Getting Started

Overview

MultiMedia Interchange Format (MMIF) is a JSON(-LD)-based data format designed for reproducibility, transparency and interoperability for customized computational analysis application workflows. This documentation focuses on Python implementation of the MMIF. To learn more about the data format specification, please visit the MMIF website. mmif-python is a public, open source implementation of the MMIF data format. mmif-python supports serialization/deserialization of MMIF objects from/to Python objects, as well as many navigation and manipulation helpers for MMIF objects.

Prerequisites

  • Python: the latest mmif-python requires Python 3.8 or newer. We have no plan to support Python 2.7.

Installation

Package mmif-python is distributed via the official PyPI. Users are supposed to pip-install to get latest release.

pip install mmif-python

This will install a package mmif to local python.

The MMIF format and specification is evolving over time, and mmif-python package will be updated along with the changes in MMIF format.

Note

MMIF format is not always backward-compatible. To find out more about relations between MMIF specification versions and mmif-python versions, please take time to read our decision on the subject here. If you need to know which python SDK supports which specification version, see Target MMIF Versions page.

MMIF Serialization

mmif.serialize.mmif.Mmif represents the top-level MMIF object. For subcomponents of the MMIF (view objects, annotation objects, metadata for each object) are all subclass of mmif.serialize.model.MmifObject, including the mmif.serialize.mmif.Mmif. To start with an existing MMIF str, simple initiate a new Mmif object with the file.

import mmif
from mmif import Mmif

mmif_str = """{
"metadata": {
  "mmif": "http://mmif.clams.ai/1.0.0"
},
"documents": [
  {
    "@type": "http://mmif.clams.ai/vocabulary/VideoDocument/v1",
    "properties": {
      "id": "m1",
      "mime": "video/mp4",
      "location": "file:///var/archive/video-0012.mp4"
    }
  },
  {
    "@type": "http://mmif.clams.ai/vocabulary/TextDocument/v1",
    "properties": {
      "id": "m2",
      "mime": "text/plain",
      "location": "file:///var/archive/video-0012-transcript.txt"
    }
  }
],
"views": []}"""
mmif_obj = Mmif(mmif_str)

Few notes;

  1. MMIF does not carry the primary source files in it.

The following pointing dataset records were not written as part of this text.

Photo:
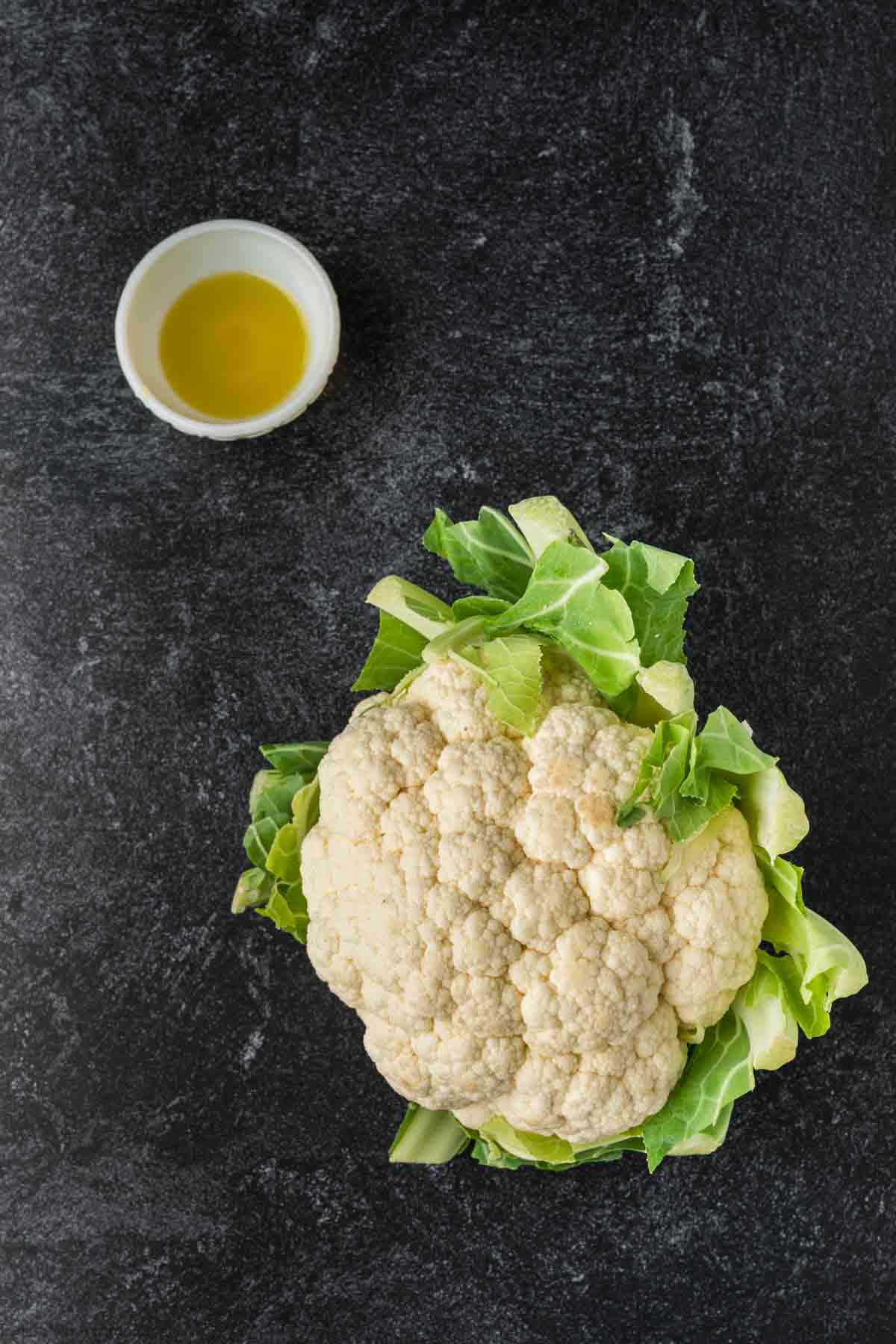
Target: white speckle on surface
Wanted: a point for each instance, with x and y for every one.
(252, 1048)
(685, 202)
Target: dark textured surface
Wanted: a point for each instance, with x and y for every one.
(637, 258)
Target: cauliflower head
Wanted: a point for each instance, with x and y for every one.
(509, 949)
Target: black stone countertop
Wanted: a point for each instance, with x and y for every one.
(641, 255)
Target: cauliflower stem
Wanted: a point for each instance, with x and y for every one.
(558, 903)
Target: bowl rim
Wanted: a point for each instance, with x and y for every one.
(223, 429)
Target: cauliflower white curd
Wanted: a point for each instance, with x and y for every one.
(508, 947)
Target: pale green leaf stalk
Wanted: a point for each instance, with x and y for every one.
(775, 813)
(544, 519)
(567, 601)
(763, 1006)
(428, 1136)
(413, 605)
(665, 691)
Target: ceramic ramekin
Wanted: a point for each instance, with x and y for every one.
(203, 250)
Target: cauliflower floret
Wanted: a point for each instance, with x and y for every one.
(509, 949)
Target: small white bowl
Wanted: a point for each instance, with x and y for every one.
(203, 250)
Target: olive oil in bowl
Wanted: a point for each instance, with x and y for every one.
(233, 346)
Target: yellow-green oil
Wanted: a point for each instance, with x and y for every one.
(233, 346)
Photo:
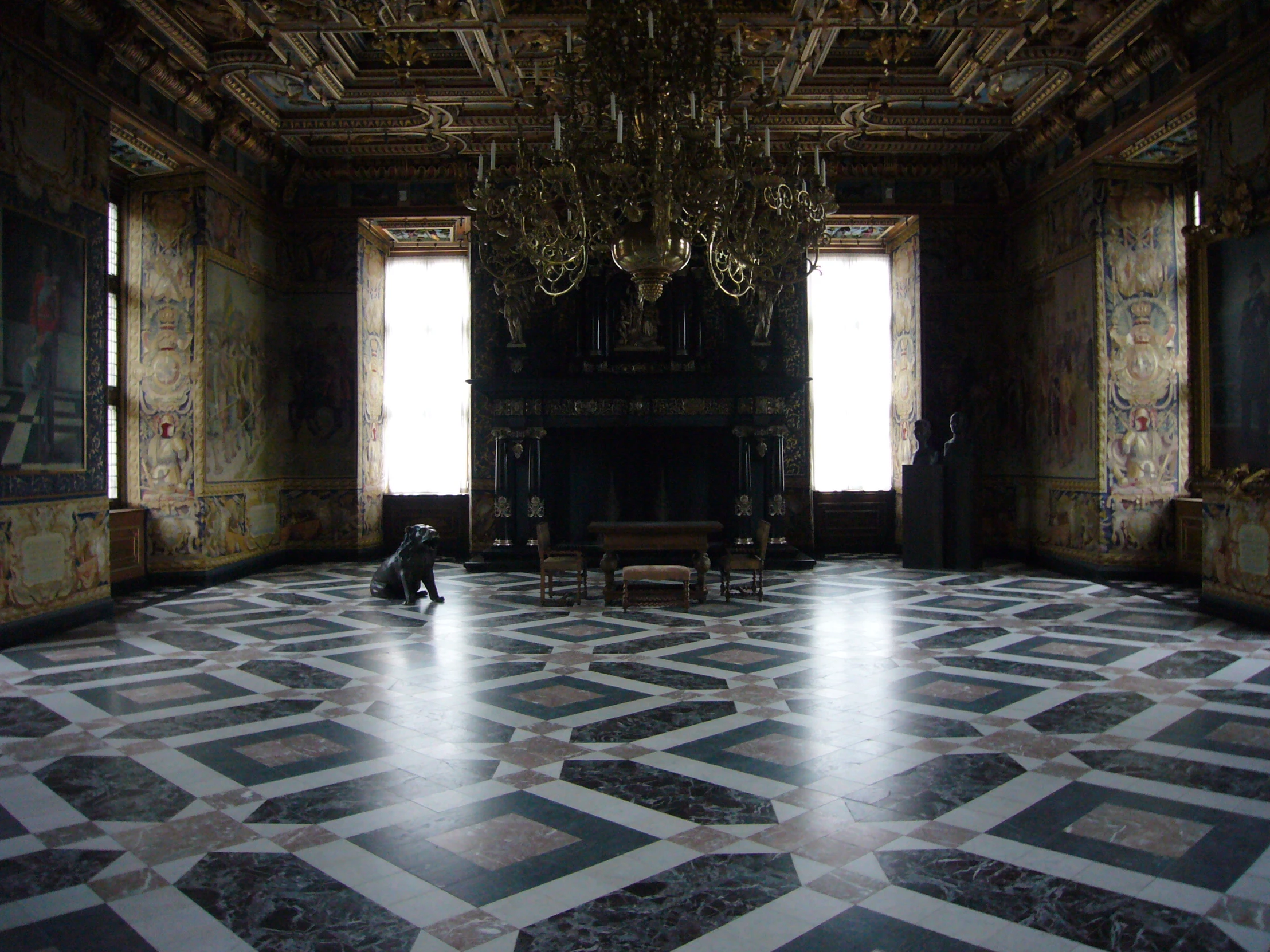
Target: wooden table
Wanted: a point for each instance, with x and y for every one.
(654, 537)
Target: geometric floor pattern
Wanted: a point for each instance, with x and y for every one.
(871, 761)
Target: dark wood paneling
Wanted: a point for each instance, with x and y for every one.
(855, 522)
(446, 514)
(127, 545)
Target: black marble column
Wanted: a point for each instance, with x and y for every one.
(744, 499)
(504, 488)
(775, 484)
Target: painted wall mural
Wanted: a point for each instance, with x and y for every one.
(54, 174)
(1103, 383)
(1065, 399)
(370, 337)
(242, 363)
(1146, 412)
(54, 141)
(262, 453)
(55, 555)
(906, 396)
(42, 359)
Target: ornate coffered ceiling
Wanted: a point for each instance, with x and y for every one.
(331, 81)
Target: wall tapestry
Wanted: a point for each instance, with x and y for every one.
(1066, 383)
(42, 345)
(1238, 309)
(242, 404)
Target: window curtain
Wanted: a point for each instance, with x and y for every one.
(426, 368)
(849, 329)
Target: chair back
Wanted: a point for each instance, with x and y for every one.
(765, 532)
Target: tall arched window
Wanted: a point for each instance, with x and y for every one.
(426, 371)
(849, 326)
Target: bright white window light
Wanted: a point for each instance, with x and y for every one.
(849, 325)
(426, 369)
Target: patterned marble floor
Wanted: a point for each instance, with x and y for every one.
(873, 761)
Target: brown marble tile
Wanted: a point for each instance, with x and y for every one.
(471, 930)
(781, 749)
(52, 748)
(1242, 912)
(938, 745)
(1057, 770)
(628, 752)
(524, 780)
(155, 694)
(1065, 649)
(1139, 829)
(143, 747)
(232, 797)
(846, 885)
(704, 839)
(804, 797)
(831, 851)
(356, 695)
(535, 752)
(295, 841)
(1248, 735)
(556, 696)
(64, 836)
(804, 828)
(955, 691)
(738, 655)
(84, 653)
(503, 841)
(181, 838)
(291, 750)
(544, 727)
(944, 835)
(1043, 747)
(754, 695)
(130, 884)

  2. MMIF encode the specification version at the top. As not all MMIF versions are backward-compatible, a version mmif-python implementation of the MMIF might not be able to load an unsupported version of MMIF string.

When serializing back to str, call mmif.serialize.model.MmifObject.serialize() on the object.

To get subcomponents, you can use various getters implemented in subclasses. For example;

from mmif.vocabulary.document_types import DocumentTypes

for video in mmif_obj.Mmif.get_documents_by_type(DocumentTypes.VideoDocument):
  with open(video.location_path(), 'b') as in_video:
    # do something with the video file

For a full list of available helper methods, please refer to the API documentation.